WhatsApp code: 2342
You can also tap on this link to verify your phone:
v.whatsapp.com/2342
Do not share this code.

Transfer to DE63 4306 0967 1239 7690 03
Amount: 1,312.00 EUR
TAN: 161161
Please enter this TAN to complete the transaction.
This TAN is valid for 5 minutes.

Why SMS?

Two-factor authentication via SMS (2FA-SMS) is a method to increase the security of authentications. Alongside the static password, a dynamic code sent via SMS is required. The user must enter this code during login to prove they know the password (1st factor: knowledge) and have access to the phone number (2nd factor: possession). Thus, a stolen password alone is not enough to take over the user's account.

Well-Known Attack Vectors

This method has been under attack for some time. Through techniques like SIM swapping or exploiting SS7 vulnerabilities in mobile networks, attackers can intercept SMS messages. Alternatively, users can be tricked through phishing attacks into revealing their one-time passwords. The CCC advised against using SMS as a second factor as early as 2013. Nonetheless, 2FA-SMS is widespread. It offers more security than simple password authentication.

Now Also Viewable Online!

The Chaos Computer Club (CCC) now demonstrates a previously neglected attack on 2FA-SMS: Service providers are commonly used to send these messages. These providers send large volumes of SMS for various companies and services and have access to the SMS content. Thus, the security of the authentication process also depends on the security of these providers.

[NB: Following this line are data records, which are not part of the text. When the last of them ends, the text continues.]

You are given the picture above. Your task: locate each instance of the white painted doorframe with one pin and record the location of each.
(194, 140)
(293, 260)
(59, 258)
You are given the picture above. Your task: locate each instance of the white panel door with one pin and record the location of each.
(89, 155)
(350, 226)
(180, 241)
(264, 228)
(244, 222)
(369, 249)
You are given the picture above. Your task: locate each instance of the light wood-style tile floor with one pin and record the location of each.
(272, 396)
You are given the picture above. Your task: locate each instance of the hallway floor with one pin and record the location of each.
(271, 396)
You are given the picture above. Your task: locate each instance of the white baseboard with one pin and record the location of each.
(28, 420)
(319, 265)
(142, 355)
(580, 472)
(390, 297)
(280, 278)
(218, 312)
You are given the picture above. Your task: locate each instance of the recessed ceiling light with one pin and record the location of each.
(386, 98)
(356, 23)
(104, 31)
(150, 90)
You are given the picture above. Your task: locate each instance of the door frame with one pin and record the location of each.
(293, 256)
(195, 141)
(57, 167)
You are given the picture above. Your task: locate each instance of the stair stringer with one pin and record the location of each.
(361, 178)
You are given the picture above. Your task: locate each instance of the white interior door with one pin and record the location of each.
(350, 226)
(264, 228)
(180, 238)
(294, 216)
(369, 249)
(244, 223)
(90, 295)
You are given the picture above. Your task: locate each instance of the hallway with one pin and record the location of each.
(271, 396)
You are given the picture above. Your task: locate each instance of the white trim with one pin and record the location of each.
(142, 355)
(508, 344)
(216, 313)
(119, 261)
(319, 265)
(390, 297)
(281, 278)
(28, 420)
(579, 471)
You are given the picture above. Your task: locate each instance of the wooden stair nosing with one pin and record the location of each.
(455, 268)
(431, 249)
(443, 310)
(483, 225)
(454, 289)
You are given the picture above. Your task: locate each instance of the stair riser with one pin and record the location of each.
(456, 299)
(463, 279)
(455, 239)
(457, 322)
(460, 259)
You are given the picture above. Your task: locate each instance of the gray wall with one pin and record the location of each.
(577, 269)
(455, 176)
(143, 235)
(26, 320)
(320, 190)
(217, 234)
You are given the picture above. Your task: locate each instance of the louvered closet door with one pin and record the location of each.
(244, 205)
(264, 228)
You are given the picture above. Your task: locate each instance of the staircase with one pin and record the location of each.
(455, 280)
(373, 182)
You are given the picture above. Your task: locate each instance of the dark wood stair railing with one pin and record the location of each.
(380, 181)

IdentifyMobile, a provider of 2FA-SMS, shared the sent one-time passwords in real-time on the internet. The CCC happened to be in the right place at the right time and accessed the data. It was sufficient to guess the subdomain "idmdatastore". Besides SMS content, recipients' phone numbers, sender names, and sometimes other account information were visible.

Nearly 200 Million SMS from Over 200 Companies

Over 200 companies that entrusted this provider directly or indirectly through other service providers with the security of their authentication were affected. This included companies like Google, Amazon, Facebook, Microsoft, as well as Telegram, Airbnb, FedEx, and DHL. Over 198 million SMS leaked in total.

By simply viewing the live feed, it would have been possible to:

• Take over WhatsApp numbers
• Conduct financial transactions or log in to various services without access to the phone, provided the password was known

(Not Yet) a Catastrophe

To truly misuse the SMS codes, attackers would typically still need the password. However, "1-click login" links were also included in the data. For some large affected companies, only individual services were protected by IdentifyMobile. Nevertheless, IdentifyMobile's negligence exposed companies and their customers to significant risk. This is evident from the numerous similar inquiries from data protection departments worldwide now reaching us through all channels.

We are happy to confirm that we did not keep the data. However, we cannot rule out that others may have accessed it.

2FA-SMS is Better Than Nothing, But Other Methods Don’t rely on IdentifyMobile

One-time passwords generated in an app or using hardware tokens are more secure and independent of the mobile network. If this option is available, we recommend using it. And any second factor remains better than just one, the password.